Dirty work: A bucket wheel excavator at the Garzweiler coal mine in Germany. Fossil fuels are contributing to greenhouse gas emissions, which drives climate change. Photo: Ina Fassbender/AFP
One of South Africa’s leading climatologists is optimistic that next month’s United Nations Climate Conference (COP26) in Glasgow, Scotland, will deliver a strong pact on climate action.
“I still want to be positive and make a prediction that we will see, at the end of this meeting, the most powerful pact we’ve ever seen in terms of climate action,” said Francois Engelbrecht, professor of climatology at the Global Change Institute at the University of the Witwatersrand.
“It is quite clear that the host of the meeting — the UK — the US, South Korea, Japan and the EU will be making commitments of net zero emissions by 2050 and more or less halving their emissions by 2030,” said Engelbrecht, who is the lead author of working group one of assessment report six of the Intergovernmental Panel on Climate Change.
This alone would swing investments towards renewable energy, he said, adding: “The momentum of investment in renewables, I think after this COP, will be bigger than it has ever been.”
China’s recent policy announcement that it will not build new coal projects abroad represents a major policy shift ahead of the climate talks.
“We are all nervous to see to what extent the US and China will be able to collaborate on these key issues but I think, especially over the last few weeks, the outlook of some success at this important COP has become more positive,” Engelbrecht said at the recent launch of a report he authored, together with the late Bob Scholes, on the effects of climate change on Southern Africa during the 21st century.

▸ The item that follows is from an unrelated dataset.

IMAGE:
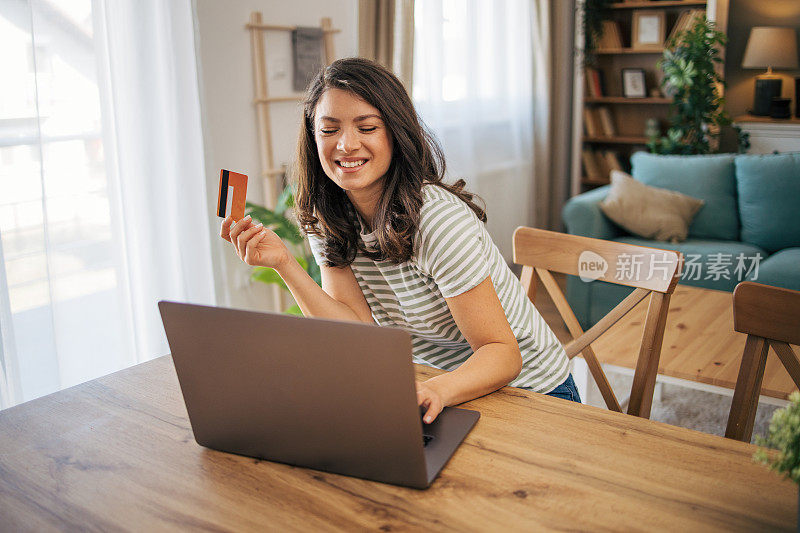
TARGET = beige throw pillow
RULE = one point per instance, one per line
(649, 212)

The report was commissioned by the Centre for Environmental Rights for the African Climate Alliance, groundWork and the Vukani Environmental Movement in Action as part of its #CancelCoal campaign.

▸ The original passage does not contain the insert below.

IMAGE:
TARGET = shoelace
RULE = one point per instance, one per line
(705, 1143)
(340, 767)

Engelbrecht said Southern Africa is a climate change hotspot, with the region already 2°C warmer than a century ago. Warming in the interior is occurring at about twice the global average rate.
The region is particularly vulnerable because of its geographical location and socioeconomic state. Already warm and dry, it is projected to become even more so, and “has many demands on its institutions and finances in addition to climate change”, according to Engelbrecht.
There is no scientific doubt that the climate of the region is becoming warmer, the atmospheric concentration of greenhouse gases is increasing and the sea level surrounding the continent is rising on the back of the global burning of fossil fuels and land transformation, according to the report.
The report describes how the climate will continue to change throughout the 21st century, “to a degree mostly determined by human actions and the policies that guide them”.
At 3°C of global warming, the collapse of key crops and the livestock sector are highly likely.
“That’s because the regional temperature increase is then in the order of 6°C,” Engelbrecht said. “Combined with heatwave impacts, just the heat stress on its own is enough to mean the collapse of these two critical sectors of our agriculture. Climate change is not something of the future, the fingerprints are all around us.”
Freshwater availability, already critically limited in Southern Africa, will be reduced because of decreasing rainfall and increasing evaporation and quality will also decrease in warmer, drier Southern Africa, increasing the risk of waterborne diseases, according to the report.
The likelihood of long droughts will also rise, while the number, intensity and duration of heatwaves will increase steeply.
“The capacity to perform manual labour outdoors decreases dramatically as the occurrence of heat waves increases.
“Human mortality increases, particularly in urban areas with inadequate housing, but may in some locations be offset by decreases in mortality as a result of fewer cold spells,” reads the report.
The risk of severe storms, including intense tropical cyclones and thunderstorms, will be higher with climate change in Southern Africa, with loss of life, injury and damage to infrastructure also rising.
Thousands of species, many occurring only in the region, are at increased risk of premature extinction because of human-caused climate change
“This loss has negative consequences for human wellbeing and the economy, as well as weakening the capacity to adapt to climate change,” the report said.